Universal basic income doesn’t work. Let’s boost the public realm instead
A study of UBI trials concludes that making cash payments to all is no solution to poverty and inequality
• Anna Coote is co-author of Universal Basic Income: A Union Perspective
• Anna Coote is co-author of Universal Basic Income: A Union Perspective
A study published this week sheds doubt on ambitious claims made for universal basic income (UBI), the scheme that would give everyone regular, unconditional cash payments that are enough to live on. Its advocates claimit would help to reduce poverty, narrow inequalities and tackle the effects of automation on jobs and income. Research conducted for Public Services International, a global trade union federation, reviewed for the first time 16 practical projects that have tested different ways of distributing regular cash payments to individuals across a range of poor, middle-income and rich countries, as well as copious literature on the topic.

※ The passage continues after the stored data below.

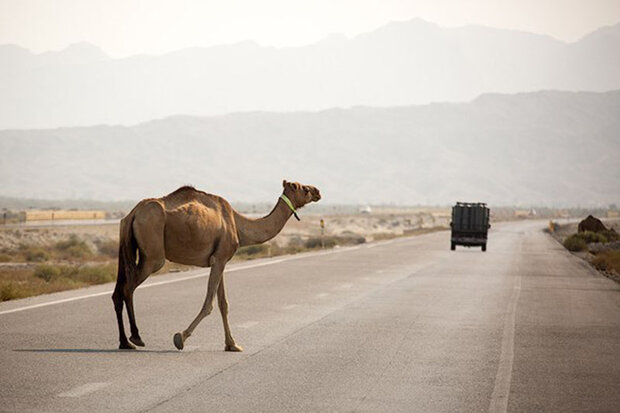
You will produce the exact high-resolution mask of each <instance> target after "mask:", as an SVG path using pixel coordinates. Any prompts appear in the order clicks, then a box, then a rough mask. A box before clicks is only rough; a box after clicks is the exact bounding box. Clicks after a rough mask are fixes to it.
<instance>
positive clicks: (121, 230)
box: [116, 206, 138, 288]
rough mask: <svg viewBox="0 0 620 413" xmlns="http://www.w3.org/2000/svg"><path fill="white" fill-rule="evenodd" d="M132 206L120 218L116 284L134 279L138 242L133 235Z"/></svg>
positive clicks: (118, 242) (118, 284)
mask: <svg viewBox="0 0 620 413" xmlns="http://www.w3.org/2000/svg"><path fill="white" fill-rule="evenodd" d="M136 209H137V206H136V208H134V209H133V210H132V211H131V212H130V213H129V214H128V215H127V216H126V217H125V218H123V219H122V220H121V228H120V237H119V242H118V276H117V280H116V286H117V288H118V287H121V288H122V286H124V285H125V283H126V282H127V280H135V279H136V273H137V271H138V266H137V265H136V251H137V249H138V244H137V243H136V238H135V237H134V235H133V220H134V216H135V213H136Z"/></svg>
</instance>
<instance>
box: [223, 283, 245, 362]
mask: <svg viewBox="0 0 620 413" xmlns="http://www.w3.org/2000/svg"><path fill="white" fill-rule="evenodd" d="M217 303H218V307H220V313H221V314H222V321H223V322H224V334H225V336H226V338H225V342H226V347H224V350H225V351H243V348H242V347H241V346H239V345H237V344H236V343H235V339H233V338H232V334H231V333H230V326H229V325H228V300H227V299H226V287H225V286H224V277H222V280H221V281H220V286H219V287H218V289H217Z"/></svg>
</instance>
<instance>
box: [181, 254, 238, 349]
mask: <svg viewBox="0 0 620 413" xmlns="http://www.w3.org/2000/svg"><path fill="white" fill-rule="evenodd" d="M225 265H226V261H220V260H218V259H213V262H212V263H211V274H209V287H208V288H207V297H206V298H205V302H204V304H203V305H202V308H201V309H200V312H199V313H198V315H197V316H196V318H195V319H194V321H192V323H191V324H190V325H189V327H187V329H186V330H185V331H183V332H181V333H176V334H175V335H174V340H173V341H174V345H175V346H176V348H178V349H179V350H182V349H183V344H184V343H185V340H187V339H188V338H189V336H191V335H192V332H193V331H194V329H195V328H196V326H197V325H198V324H199V323H200V322H201V321H202V319H203V318H205V317H206V316H208V315H209V314H211V311H213V299H214V298H215V293H216V291H217V288H218V286H219V284H220V281H221V280H222V274H223V273H224V266H225Z"/></svg>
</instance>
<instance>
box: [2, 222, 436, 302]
mask: <svg viewBox="0 0 620 413" xmlns="http://www.w3.org/2000/svg"><path fill="white" fill-rule="evenodd" d="M443 229H445V228H444V227H435V228H424V229H415V230H412V229H405V230H403V232H401V233H394V232H385V233H375V234H372V235H368V236H367V237H365V236H363V235H360V234H358V233H354V232H351V231H344V232H343V233H341V234H340V235H324V236H323V237H321V236H320V235H304V236H301V235H293V236H289V237H280V238H278V240H277V241H276V240H272V241H270V242H267V243H265V244H260V245H250V246H247V247H242V248H240V249H239V250H238V251H237V253H236V254H235V256H234V257H233V261H237V262H239V261H246V260H252V259H257V258H268V257H275V256H280V255H289V254H298V253H302V252H307V251H316V250H320V249H330V248H339V247H346V246H353V245H359V244H363V243H365V242H367V241H381V240H388V239H392V238H396V237H402V236H411V235H419V234H423V233H427V232H433V231H438V230H443ZM18 231H19V230H16V231H13V235H14V234H15V233H16V232H18ZM27 231H32V230H27ZM14 238H17V239H18V240H19V242H20V243H19V244H17V243H16V244H13V245H12V246H11V247H6V246H5V247H3V248H0V301H7V300H12V299H17V298H25V297H30V296H35V295H40V294H47V293H53V292H58V291H64V290H70V289H75V288H82V287H86V286H89V285H96V284H103V283H108V282H113V281H115V280H116V273H117V269H116V268H117V255H118V242H117V241H115V240H111V239H108V238H105V237H98V238H94V239H92V238H84V237H81V236H79V235H77V234H71V235H66V236H65V237H64V238H63V239H55V240H54V241H53V242H48V243H43V244H41V243H37V244H35V243H30V244H28V243H26V242H27V238H26V237H24V236H20V237H14ZM191 268H192V267H190V266H186V265H181V264H176V263H172V262H170V261H166V263H165V265H164V267H163V268H162V269H161V270H159V271H158V272H157V273H155V274H154V275H157V274H163V273H169V272H178V271H186V270H189V269H191Z"/></svg>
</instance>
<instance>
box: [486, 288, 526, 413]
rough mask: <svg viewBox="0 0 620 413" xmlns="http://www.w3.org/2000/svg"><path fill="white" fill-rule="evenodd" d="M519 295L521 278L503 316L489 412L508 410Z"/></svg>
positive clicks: (511, 376)
mask: <svg viewBox="0 0 620 413" xmlns="http://www.w3.org/2000/svg"><path fill="white" fill-rule="evenodd" d="M520 294H521V276H518V277H517V278H516V280H515V285H514V287H513V290H512V297H511V299H510V303H509V304H508V310H507V312H506V315H505V316H504V332H503V335H502V351H501V354H500V357H499V365H498V367H497V375H496V376H495V386H494V387H493V394H492V395H491V404H490V405H489V412H493V413H505V412H506V411H507V410H508V396H509V394H510V381H511V379H512V365H513V361H514V347H515V323H516V314H517V303H518V301H519V295H520Z"/></svg>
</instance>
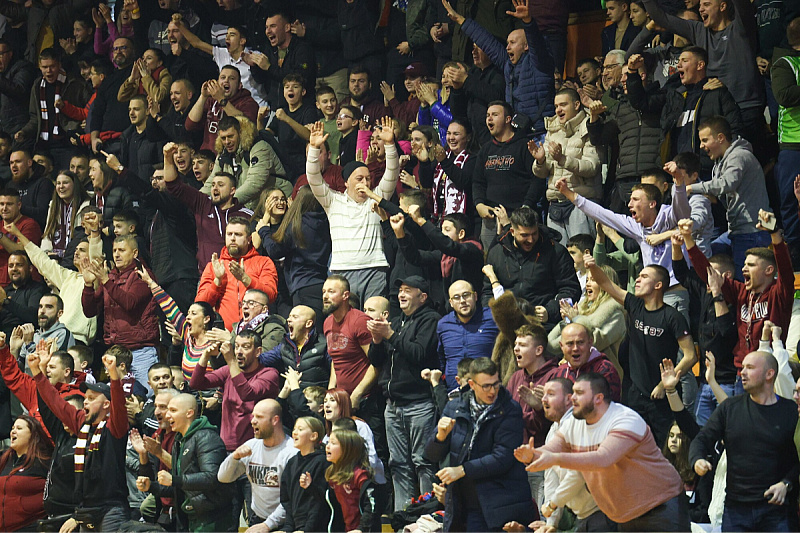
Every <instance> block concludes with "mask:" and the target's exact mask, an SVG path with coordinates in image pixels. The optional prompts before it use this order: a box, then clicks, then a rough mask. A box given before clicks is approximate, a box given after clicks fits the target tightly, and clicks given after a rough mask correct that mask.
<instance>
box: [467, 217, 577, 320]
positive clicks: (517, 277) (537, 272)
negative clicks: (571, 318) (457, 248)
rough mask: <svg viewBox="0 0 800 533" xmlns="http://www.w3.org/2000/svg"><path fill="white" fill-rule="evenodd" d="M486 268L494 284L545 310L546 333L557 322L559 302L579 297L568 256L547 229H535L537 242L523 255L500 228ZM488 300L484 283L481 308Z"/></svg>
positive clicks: (489, 284) (549, 229) (508, 237)
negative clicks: (500, 229) (490, 269)
mask: <svg viewBox="0 0 800 533" xmlns="http://www.w3.org/2000/svg"><path fill="white" fill-rule="evenodd" d="M486 264H488V265H492V266H493V267H494V271H495V273H496V274H497V280H498V281H499V282H500V284H501V285H502V286H503V287H505V289H506V290H507V291H511V292H513V293H514V296H516V297H518V298H523V299H525V300H527V301H528V302H529V303H530V304H531V305H541V306H543V307H545V308H546V309H547V314H548V319H547V322H546V323H545V324H544V326H545V327H547V329H548V330H549V329H552V327H553V326H554V325H555V324H557V323H558V322H559V321H560V320H561V311H560V306H559V300H561V299H562V298H571V299H572V301H573V302H577V301H578V300H580V297H581V284H580V283H579V282H578V277H577V276H576V275H575V263H574V262H573V261H572V257H570V255H569V252H568V251H567V249H566V248H564V247H563V246H562V245H561V244H559V243H558V236H557V234H555V232H554V231H553V230H551V229H549V228H546V227H543V226H539V240H538V241H536V243H535V244H534V245H533V249H532V250H531V251H530V252H528V253H525V252H523V251H522V250H520V249H519V248H517V247H516V245H515V244H514V237H513V235H511V231H510V227H506V228H504V231H503V234H502V235H501V237H500V238H499V240H498V241H496V243H492V247H491V248H490V249H489V254H488V255H487V256H486ZM491 298H492V285H491V284H490V283H489V282H488V280H486V282H485V283H484V286H483V305H487V304H488V303H489V300H491Z"/></svg>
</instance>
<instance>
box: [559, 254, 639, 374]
mask: <svg viewBox="0 0 800 533" xmlns="http://www.w3.org/2000/svg"><path fill="white" fill-rule="evenodd" d="M600 268H602V269H603V272H605V274H606V276H608V278H609V279H610V280H612V281H614V283H615V284H617V283H618V282H617V281H616V280H617V279H618V278H617V273H616V271H614V269H612V268H611V267H610V266H608V265H603V266H601V267H600ZM567 320H569V322H577V323H578V324H583V325H584V326H586V327H587V328H589V331H591V332H592V337H593V344H594V347H595V348H597V349H598V350H599V351H600V352H602V353H604V354H606V356H607V357H608V359H609V360H610V361H611V362H612V363H614V367H615V368H616V369H617V372H618V373H619V375H620V377H622V367H621V366H620V364H619V356H618V353H619V345H620V343H621V342H622V340H623V339H624V338H625V335H626V333H627V325H626V323H625V322H626V321H625V310H624V309H623V307H622V305H620V304H619V302H617V301H616V300H614V299H613V298H612V297H611V296H610V295H609V294H608V293H607V292H605V291H604V290H602V289H601V288H600V286H599V285H598V284H597V282H595V280H594V278H593V277H592V273H591V272H587V274H586V297H585V298H584V299H583V300H581V301H580V302H579V303H578V304H576V305H568V304H567V303H566V302H561V322H559V323H558V324H557V325H556V327H554V328H553V329H552V331H550V334H549V335H548V350H549V351H550V352H551V353H552V354H555V355H558V356H559V357H560V356H561V346H560V345H559V340H560V339H561V329H562V328H563V327H564V326H566V325H567V324H568V323H569V322H567Z"/></svg>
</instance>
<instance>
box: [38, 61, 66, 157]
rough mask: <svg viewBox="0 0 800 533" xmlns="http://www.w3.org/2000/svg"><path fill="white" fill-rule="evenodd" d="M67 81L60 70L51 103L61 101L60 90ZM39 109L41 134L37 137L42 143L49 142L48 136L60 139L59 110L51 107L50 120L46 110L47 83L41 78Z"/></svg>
mask: <svg viewBox="0 0 800 533" xmlns="http://www.w3.org/2000/svg"><path fill="white" fill-rule="evenodd" d="M66 81H67V74H66V73H65V72H64V71H63V70H62V71H61V72H59V73H58V78H57V79H56V83H55V88H56V94H55V96H54V97H53V102H55V101H56V100H60V99H61V90H62V89H63V88H64V83H65V82H66ZM39 108H40V112H41V114H42V128H41V130H42V132H41V133H40V134H39V136H40V137H41V138H42V140H43V141H48V140H50V136H51V135H52V136H53V137H60V136H61V130H59V129H58V115H59V113H60V112H59V110H58V108H57V107H56V106H55V105H54V106H53V114H54V115H55V116H54V117H53V120H52V125H51V120H50V113H49V112H48V110H47V81H45V79H44V77H42V81H41V83H39Z"/></svg>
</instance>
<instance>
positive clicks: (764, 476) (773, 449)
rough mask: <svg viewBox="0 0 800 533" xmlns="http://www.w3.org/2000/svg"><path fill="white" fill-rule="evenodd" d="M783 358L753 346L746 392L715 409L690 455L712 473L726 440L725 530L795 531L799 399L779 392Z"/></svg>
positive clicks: (706, 423)
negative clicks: (796, 437) (719, 450)
mask: <svg viewBox="0 0 800 533" xmlns="http://www.w3.org/2000/svg"><path fill="white" fill-rule="evenodd" d="M777 375H778V361H777V359H775V357H774V356H773V355H772V354H769V353H767V352H751V353H749V354H747V356H745V358H744V361H742V371H741V376H742V385H743V386H744V391H745V393H746V394H742V395H739V396H734V397H731V398H728V399H727V400H725V401H724V402H722V403H721V404H719V406H717V409H716V410H715V411H714V412H713V413H712V414H711V417H710V418H709V419H708V422H707V423H706V425H705V426H704V427H703V429H702V430H700V433H699V434H698V435H697V437H695V439H694V440H693V441H692V445H691V447H690V449H689V461H690V464H692V465H693V466H694V470H695V472H696V473H697V474H698V475H700V476H704V475H708V474H709V472H710V471H711V469H712V466H711V464H710V463H709V462H708V460H706V457H708V456H710V455H711V454H712V452H713V450H714V446H715V444H716V443H717V442H719V441H720V440H724V441H725V444H726V446H725V448H726V450H727V452H728V474H727V487H728V489H727V493H726V496H725V511H724V512H723V515H722V530H723V531H794V530H796V516H792V515H793V514H794V510H793V507H794V506H793V505H792V504H791V502H797V478H798V474H800V467H799V466H798V459H797V449H796V448H795V446H794V440H793V439H794V432H795V428H796V427H797V417H798V414H797V405H796V404H795V403H794V402H792V401H791V400H787V399H786V398H781V397H779V396H778V395H776V394H775V378H776V377H777Z"/></svg>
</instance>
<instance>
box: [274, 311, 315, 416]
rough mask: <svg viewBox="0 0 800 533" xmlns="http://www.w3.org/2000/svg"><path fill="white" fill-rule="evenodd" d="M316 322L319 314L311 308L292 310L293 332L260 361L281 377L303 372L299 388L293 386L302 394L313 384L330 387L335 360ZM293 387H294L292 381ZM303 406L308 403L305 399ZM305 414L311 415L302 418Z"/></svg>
mask: <svg viewBox="0 0 800 533" xmlns="http://www.w3.org/2000/svg"><path fill="white" fill-rule="evenodd" d="M316 319H317V316H316V313H315V312H314V310H313V309H311V308H310V307H308V306H305V305H298V306H295V307H294V308H292V310H291V312H289V317H288V318H287V319H286V323H287V325H288V327H289V333H287V334H286V335H284V337H283V340H282V341H281V343H280V344H278V345H277V346H276V347H274V348H272V349H271V350H269V351H267V352H262V353H261V355H260V356H259V358H258V360H259V362H260V363H261V364H262V365H263V366H265V367H272V368H275V369H277V370H278V372H279V373H280V374H285V373H286V371H287V370H288V369H290V368H291V369H294V370H297V371H298V372H301V373H302V374H303V379H302V381H300V382H299V383H298V387H294V386H293V387H292V389H293V390H295V389H297V388H299V389H300V390H301V391H302V389H305V388H306V387H309V386H311V385H316V386H318V387H324V388H325V389H327V388H328V382H329V380H330V376H331V359H330V357H329V356H328V348H327V343H326V341H325V336H324V335H320V334H319V332H318V331H317V329H316V328H315V327H314V325H315V323H316ZM290 385H293V381H291V380H290ZM301 397H302V394H301ZM301 403H303V404H305V400H302V402H301ZM292 405H294V403H292ZM294 414H297V413H294ZM305 414H308V413H304V414H301V415H300V416H304V415H305Z"/></svg>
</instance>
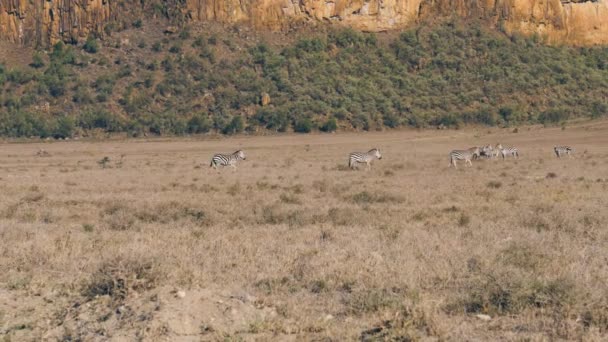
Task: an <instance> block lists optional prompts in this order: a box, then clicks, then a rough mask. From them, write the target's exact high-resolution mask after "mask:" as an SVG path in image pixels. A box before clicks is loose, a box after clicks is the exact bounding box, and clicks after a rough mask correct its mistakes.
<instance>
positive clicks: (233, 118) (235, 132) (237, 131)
mask: <svg viewBox="0 0 608 342" xmlns="http://www.w3.org/2000/svg"><path fill="white" fill-rule="evenodd" d="M244 129H245V122H244V121H243V117H241V116H240V115H237V116H234V117H233V118H232V120H230V123H228V125H226V127H224V129H223V130H222V133H224V134H236V133H241V132H243V130H244Z"/></svg>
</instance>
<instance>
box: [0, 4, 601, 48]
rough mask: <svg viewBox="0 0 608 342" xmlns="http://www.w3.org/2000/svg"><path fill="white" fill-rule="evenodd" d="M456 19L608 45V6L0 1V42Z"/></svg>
mask: <svg viewBox="0 0 608 342" xmlns="http://www.w3.org/2000/svg"><path fill="white" fill-rule="evenodd" d="M452 14H457V15H460V16H462V17H466V18H481V19H484V20H488V21H490V22H492V23H494V24H495V25H500V26H501V27H502V28H503V29H505V30H506V31H507V32H522V33H524V34H532V33H538V34H540V35H541V36H544V37H546V39H547V40H548V41H549V42H552V43H567V44H573V45H594V44H608V0H596V1H586V2H585V1H580V0H579V1H567V0H169V1H159V0H156V1H125V0H36V1H31V0H0V39H4V40H10V41H13V42H19V43H21V44H25V45H48V44H49V43H53V42H54V41H57V40H60V39H62V40H72V39H80V38H82V37H86V36H87V35H88V34H89V33H91V32H95V33H98V34H100V35H103V34H104V28H108V29H110V30H111V29H112V27H116V26H118V27H119V26H120V25H125V24H127V23H130V22H132V21H133V20H136V19H140V18H147V17H150V16H162V17H166V18H168V19H172V20H175V19H179V20H193V21H203V20H214V21H219V22H223V23H230V24H235V23H243V24H248V25H251V26H253V27H255V28H258V29H270V30H284V29H287V28H289V27H290V26H291V25H293V24H295V23H299V22H313V23H314V22H335V23H337V24H342V25H348V26H352V27H354V28H356V29H360V30H364V31H383V30H391V29H399V28H403V27H407V26H408V25H412V24H415V23H416V22H419V21H420V20H424V19H425V18H428V17H438V16H446V15H452ZM108 25H110V26H108Z"/></svg>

It could find no evidence to suggest that such a scheme could be sustained for all individuals in any country in the short, medium or longer term – or that this approach could achieve lasting improvements in wellbeing or equality. The research confirms the importance of generous, non-stigmatising income support, but everything turns on how much money is paid, under what conditions and with what consequences for the welfare system as a whole.
From Kenya and southern India to Alaska and Finland, cash payment schemes have been claimed to show that UBI “works”. In fact, what’s been tested in practice is almost infinitely varied, with cash paid at different levels and intervals, usually well below the poverty line and mainly to individuals selected because they are severely disadvantaged, with funds provided by charities, corporations and development agencies more often than by governments.
Experiments in India and Kenya have been funded, respectively, by Unicefand Give Directly, a US charity supported by Google. They give money to people on very low incomes in selected villages for fixed periods of time. Giving small amounts of cash to people who have next to nothing is bound to make a difference – and indeed, these schemes have helped to improve recipients’ health and livelihoods. But nothing is revealed about their longer-term viability, or how they could be scaled up to serve whole populations. And there is a democratic deficit: people who get their basic income from charities or aid agencies have no control over how payments are made, to whom, at what level or over what period of time.
The Alaska Permanent Fund, built from the state’s oil revenues, pays all adults and children a dividend each year – in 2018, it was $1,600 (£1,230). The scheme is popular and enduring; it has been found to produce some positive impacts on rural indigenous groups, but it makes no claim to sufficiency and has done nothing to reduce child poverty or to prevent widening income inequalities.